Policing the Social Crises of the 1960s

During the turbulent 1960s, a variety of social and legal forces renewed interest in police reform.

Racism and the police

To many residents living in the U.S. in the 1960s, the police symbolized a society that denied black citizens equal justice. Police actions ignited race riots in almost every city in the United States. The National Advisory Commission on Civil Disorders (the Kerner Commission, named after its chairperson, Otto Kerner) blamed the riots on racism. It stated that “our nation is moving toward two societies, one black, one white—separate and unequal.” The Kerner Commission criticized law enforcement for the underrepresentation of blacks on police forces, brutality and abuse of power, and racial bias in the use of deadly force.

 

Police departments responded in several ways. First, they started police‐community relations programs to improve communication between the police and racial minority citizens. Second, departments initiated affirmative action programs to recruit and promote more blacks and women. Third, some big city police departments formulated written policies for the use of deadly force to reduce racial disparities in police shootings.

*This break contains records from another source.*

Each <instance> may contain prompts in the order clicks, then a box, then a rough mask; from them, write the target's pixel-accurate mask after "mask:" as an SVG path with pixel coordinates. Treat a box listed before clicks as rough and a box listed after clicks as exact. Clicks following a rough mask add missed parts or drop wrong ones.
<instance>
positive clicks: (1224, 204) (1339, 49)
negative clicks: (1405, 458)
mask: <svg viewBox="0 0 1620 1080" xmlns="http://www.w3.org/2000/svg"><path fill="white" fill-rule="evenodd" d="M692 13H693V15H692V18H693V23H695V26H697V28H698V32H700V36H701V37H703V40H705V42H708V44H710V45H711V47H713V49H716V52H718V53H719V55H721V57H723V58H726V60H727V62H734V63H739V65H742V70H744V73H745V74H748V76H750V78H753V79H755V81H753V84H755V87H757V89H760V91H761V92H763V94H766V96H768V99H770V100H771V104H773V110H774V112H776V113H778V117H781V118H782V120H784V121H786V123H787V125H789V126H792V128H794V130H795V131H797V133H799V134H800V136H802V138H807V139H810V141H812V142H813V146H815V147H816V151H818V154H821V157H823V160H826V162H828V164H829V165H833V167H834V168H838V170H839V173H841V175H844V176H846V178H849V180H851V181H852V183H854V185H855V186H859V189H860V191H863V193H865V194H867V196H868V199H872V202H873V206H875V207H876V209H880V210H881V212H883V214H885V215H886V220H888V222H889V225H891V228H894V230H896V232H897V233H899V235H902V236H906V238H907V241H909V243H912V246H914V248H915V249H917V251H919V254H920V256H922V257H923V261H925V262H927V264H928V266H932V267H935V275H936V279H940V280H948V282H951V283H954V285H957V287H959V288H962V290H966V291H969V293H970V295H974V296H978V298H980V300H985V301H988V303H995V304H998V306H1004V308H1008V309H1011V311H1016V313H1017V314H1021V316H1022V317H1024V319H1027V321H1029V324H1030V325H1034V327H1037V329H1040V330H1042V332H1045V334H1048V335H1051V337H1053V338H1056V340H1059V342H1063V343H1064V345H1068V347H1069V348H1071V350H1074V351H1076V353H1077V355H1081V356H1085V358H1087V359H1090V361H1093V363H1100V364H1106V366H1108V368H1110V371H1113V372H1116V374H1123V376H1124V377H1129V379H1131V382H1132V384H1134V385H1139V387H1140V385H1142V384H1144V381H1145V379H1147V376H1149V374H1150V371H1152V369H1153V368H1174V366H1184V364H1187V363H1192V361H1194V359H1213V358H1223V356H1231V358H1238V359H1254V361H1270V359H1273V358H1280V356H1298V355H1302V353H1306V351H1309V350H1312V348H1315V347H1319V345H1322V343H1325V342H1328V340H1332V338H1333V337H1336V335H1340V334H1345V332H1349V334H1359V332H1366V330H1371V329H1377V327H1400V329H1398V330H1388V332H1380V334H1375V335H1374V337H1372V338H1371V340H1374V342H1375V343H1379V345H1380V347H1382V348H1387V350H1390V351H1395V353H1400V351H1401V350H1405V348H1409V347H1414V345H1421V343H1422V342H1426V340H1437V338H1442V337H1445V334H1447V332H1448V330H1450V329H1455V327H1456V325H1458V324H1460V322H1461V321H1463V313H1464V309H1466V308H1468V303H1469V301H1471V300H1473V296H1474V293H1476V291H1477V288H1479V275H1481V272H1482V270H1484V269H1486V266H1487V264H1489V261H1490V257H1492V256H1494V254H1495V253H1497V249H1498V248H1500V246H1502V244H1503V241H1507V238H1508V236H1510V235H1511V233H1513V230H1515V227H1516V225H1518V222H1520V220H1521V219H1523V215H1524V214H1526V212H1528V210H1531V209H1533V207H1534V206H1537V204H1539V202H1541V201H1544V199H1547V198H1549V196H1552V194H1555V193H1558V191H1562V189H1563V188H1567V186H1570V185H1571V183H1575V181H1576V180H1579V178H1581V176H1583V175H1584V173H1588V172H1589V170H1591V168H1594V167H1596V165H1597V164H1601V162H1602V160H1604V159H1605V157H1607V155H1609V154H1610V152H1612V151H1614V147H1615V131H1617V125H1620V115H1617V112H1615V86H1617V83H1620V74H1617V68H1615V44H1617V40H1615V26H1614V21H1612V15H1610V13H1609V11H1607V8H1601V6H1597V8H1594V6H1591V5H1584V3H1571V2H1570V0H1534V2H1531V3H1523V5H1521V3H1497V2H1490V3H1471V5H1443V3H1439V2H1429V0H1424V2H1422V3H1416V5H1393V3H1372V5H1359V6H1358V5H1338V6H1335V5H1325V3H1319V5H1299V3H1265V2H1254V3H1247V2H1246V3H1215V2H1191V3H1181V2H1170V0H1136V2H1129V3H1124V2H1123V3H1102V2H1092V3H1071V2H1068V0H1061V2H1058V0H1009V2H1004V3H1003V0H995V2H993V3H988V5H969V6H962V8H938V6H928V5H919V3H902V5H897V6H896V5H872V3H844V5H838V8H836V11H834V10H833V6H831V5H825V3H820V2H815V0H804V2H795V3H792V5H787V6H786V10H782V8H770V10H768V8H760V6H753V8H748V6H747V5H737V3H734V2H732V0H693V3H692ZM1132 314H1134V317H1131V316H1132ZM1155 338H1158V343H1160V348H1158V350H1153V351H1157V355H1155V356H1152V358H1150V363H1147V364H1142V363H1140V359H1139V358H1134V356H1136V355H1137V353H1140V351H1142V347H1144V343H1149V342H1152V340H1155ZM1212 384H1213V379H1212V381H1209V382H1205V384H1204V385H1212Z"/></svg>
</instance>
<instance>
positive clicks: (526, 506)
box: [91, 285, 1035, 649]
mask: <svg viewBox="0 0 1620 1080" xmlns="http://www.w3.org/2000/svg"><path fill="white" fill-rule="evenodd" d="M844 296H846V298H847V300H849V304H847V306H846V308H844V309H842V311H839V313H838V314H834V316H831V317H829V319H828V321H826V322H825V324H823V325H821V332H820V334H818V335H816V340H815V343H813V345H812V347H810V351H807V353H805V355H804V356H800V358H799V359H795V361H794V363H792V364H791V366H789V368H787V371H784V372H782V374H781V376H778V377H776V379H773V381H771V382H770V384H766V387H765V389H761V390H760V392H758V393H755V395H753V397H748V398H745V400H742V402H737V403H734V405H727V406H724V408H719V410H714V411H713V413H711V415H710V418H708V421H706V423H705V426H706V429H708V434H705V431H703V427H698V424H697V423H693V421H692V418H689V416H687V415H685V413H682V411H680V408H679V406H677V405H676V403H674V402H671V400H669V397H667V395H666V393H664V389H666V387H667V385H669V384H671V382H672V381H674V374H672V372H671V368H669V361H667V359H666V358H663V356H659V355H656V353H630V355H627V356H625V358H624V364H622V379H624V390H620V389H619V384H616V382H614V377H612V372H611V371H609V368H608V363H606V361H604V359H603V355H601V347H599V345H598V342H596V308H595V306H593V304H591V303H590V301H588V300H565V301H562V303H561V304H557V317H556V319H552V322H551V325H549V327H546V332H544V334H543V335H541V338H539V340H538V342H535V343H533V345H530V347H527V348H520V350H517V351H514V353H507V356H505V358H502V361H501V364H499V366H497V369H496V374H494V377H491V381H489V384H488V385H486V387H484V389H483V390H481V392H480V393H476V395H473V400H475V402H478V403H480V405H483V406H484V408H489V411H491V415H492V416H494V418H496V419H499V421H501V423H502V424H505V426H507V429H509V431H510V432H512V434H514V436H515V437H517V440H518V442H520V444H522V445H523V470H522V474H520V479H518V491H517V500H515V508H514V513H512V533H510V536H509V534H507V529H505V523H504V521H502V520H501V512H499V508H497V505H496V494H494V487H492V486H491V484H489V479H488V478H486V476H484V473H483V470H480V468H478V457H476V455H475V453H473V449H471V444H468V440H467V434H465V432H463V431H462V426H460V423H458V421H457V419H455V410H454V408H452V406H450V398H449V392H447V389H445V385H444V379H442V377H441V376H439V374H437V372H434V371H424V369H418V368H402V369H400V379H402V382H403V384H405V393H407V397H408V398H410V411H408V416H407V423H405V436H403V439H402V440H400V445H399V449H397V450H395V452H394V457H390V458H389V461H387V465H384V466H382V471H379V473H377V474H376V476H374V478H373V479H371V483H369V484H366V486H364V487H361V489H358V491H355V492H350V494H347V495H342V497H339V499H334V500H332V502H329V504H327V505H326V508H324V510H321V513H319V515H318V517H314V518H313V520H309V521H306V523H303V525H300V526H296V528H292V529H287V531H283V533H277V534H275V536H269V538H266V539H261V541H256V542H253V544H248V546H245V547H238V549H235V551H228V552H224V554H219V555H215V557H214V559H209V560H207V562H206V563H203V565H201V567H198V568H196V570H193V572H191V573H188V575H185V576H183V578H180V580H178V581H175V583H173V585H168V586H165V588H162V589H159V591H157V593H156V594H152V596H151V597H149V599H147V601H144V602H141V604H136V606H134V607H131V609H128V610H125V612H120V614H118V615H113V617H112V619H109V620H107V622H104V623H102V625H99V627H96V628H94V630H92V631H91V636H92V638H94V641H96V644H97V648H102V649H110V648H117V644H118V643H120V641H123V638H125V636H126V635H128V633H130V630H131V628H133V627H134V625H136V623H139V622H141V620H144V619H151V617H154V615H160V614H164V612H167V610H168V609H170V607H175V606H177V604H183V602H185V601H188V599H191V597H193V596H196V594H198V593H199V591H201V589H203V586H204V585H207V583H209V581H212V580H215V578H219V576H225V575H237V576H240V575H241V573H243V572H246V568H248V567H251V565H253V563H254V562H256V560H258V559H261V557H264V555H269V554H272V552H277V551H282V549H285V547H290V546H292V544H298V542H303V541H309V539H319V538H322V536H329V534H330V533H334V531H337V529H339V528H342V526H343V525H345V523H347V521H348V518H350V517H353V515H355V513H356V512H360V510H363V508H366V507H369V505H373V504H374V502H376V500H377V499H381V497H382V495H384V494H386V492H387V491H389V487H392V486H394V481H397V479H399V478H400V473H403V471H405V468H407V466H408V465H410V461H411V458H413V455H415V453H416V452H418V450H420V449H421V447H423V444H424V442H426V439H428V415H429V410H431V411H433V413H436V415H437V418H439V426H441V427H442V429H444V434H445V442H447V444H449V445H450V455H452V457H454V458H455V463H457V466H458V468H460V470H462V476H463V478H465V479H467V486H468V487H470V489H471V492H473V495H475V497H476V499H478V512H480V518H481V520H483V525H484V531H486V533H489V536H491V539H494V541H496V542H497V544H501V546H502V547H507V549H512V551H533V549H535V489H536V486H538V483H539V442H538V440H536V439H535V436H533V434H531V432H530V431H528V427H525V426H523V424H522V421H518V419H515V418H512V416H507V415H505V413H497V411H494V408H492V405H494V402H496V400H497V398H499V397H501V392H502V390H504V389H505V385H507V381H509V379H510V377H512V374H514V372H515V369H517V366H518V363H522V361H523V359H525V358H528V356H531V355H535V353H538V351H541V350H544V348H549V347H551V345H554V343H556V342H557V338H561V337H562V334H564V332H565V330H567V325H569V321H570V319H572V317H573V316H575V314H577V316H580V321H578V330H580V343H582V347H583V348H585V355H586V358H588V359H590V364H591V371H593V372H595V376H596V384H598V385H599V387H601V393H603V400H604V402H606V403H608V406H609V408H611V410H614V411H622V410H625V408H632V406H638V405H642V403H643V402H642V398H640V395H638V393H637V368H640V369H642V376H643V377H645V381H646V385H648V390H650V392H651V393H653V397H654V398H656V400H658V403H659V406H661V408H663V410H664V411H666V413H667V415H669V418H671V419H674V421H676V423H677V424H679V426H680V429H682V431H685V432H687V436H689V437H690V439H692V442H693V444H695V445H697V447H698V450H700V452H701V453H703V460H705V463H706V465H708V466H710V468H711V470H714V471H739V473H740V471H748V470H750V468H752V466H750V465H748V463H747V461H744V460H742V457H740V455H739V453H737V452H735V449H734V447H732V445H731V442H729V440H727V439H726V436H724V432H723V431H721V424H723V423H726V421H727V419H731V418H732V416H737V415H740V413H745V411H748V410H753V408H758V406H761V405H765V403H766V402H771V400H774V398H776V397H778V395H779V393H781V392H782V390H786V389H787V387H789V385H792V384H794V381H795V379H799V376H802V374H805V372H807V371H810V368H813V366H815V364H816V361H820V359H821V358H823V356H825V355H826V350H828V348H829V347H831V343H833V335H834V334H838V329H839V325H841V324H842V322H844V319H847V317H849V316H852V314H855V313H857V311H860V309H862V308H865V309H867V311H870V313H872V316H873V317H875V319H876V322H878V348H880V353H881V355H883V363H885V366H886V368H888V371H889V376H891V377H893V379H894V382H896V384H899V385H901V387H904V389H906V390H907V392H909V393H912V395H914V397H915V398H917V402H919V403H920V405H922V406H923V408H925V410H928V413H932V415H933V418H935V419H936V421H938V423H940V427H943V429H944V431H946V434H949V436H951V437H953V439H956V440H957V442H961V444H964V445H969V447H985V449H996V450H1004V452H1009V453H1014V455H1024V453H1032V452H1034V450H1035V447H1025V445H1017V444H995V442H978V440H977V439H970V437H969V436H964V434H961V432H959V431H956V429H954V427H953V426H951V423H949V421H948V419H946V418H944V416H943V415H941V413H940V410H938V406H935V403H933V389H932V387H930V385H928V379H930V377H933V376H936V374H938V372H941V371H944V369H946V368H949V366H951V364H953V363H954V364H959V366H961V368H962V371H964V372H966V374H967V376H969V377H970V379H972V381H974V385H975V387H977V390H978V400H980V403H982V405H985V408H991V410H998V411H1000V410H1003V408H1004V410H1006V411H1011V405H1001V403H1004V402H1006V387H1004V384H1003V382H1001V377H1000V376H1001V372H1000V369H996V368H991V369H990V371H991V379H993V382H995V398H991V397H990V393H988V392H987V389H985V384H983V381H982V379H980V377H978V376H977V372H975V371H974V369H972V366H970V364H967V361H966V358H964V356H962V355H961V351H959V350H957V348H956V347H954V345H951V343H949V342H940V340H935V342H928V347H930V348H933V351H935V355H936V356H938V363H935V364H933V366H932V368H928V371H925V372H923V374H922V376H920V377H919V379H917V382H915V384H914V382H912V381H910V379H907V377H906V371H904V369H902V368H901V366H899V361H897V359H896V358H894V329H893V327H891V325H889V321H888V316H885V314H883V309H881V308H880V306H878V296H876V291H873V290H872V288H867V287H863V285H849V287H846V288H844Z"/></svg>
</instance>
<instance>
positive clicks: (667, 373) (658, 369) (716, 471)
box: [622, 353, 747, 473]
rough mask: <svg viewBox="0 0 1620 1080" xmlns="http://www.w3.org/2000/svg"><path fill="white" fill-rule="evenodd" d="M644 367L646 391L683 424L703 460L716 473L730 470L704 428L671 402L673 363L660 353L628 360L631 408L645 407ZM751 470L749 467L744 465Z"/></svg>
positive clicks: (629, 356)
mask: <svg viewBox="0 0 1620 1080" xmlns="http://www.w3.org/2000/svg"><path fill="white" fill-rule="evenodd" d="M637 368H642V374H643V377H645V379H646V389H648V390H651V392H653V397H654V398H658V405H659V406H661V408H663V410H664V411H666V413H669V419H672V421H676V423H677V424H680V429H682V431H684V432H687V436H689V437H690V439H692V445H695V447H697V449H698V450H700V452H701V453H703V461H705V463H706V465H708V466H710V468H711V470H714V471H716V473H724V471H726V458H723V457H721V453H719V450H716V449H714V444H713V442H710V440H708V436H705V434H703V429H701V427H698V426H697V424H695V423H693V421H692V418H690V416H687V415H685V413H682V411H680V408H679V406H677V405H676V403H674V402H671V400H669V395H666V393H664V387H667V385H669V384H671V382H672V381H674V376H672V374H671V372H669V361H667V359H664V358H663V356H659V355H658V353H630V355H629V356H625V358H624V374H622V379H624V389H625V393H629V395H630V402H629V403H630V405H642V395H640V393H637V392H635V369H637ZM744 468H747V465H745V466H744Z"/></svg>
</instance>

The due process revolution and the police

The Warren Court handed down a series of decisions between 1961 and 1969 that expanded citizens' due process rights and limited police powers. Some police administrators complained that Fourth and Fifth Amendment limits on police powers to question, arrest, search, and seize made it impossible for the police to fight crime. Civil liberties advocates heralded the revolution in criminal procedure as a way to ensure that the police treated those accused of crimes fairly.

Street crime and the federalization of law enforcement

Between 1960 and 1974, index crimes skyrocketed nationally from 3,363,700 to over 10 million per year. In addition to the upward spiral in crime, drug abuse spread from the ghettos to the white middle class. The federal government responded by passing crime control legislation and by creating the Law Enforcement Assistance Administration (LEAA). LEAA served as a conduit through which the federal government funneled millions of dollars into state and local police agencies. LEAA's Law Enforcement Education Program (LEEP) helped thousands of officers pay for a college education. LEAA money assisted in the development of hundreds of criminal justice programs in colleges and universities across the nation. Technological innovations, such as computers and modern communications devices, changed the ways in which police kept records and communicated with one another.

The resurgence of police unionism

Employment conditions in police departments worsened, and rank‐and‐file officers became alienated by the due process revolution. These developments led to an outburst of police unionism. Strikes of police became common in big cities. Unions won improvements in salaries and benefits for officers along with protections for them in disciplinary hearings. There was a redistribution of power within police departments. Police unions reduced the power of police administrators, who now are forced to consult with union officials over management issues.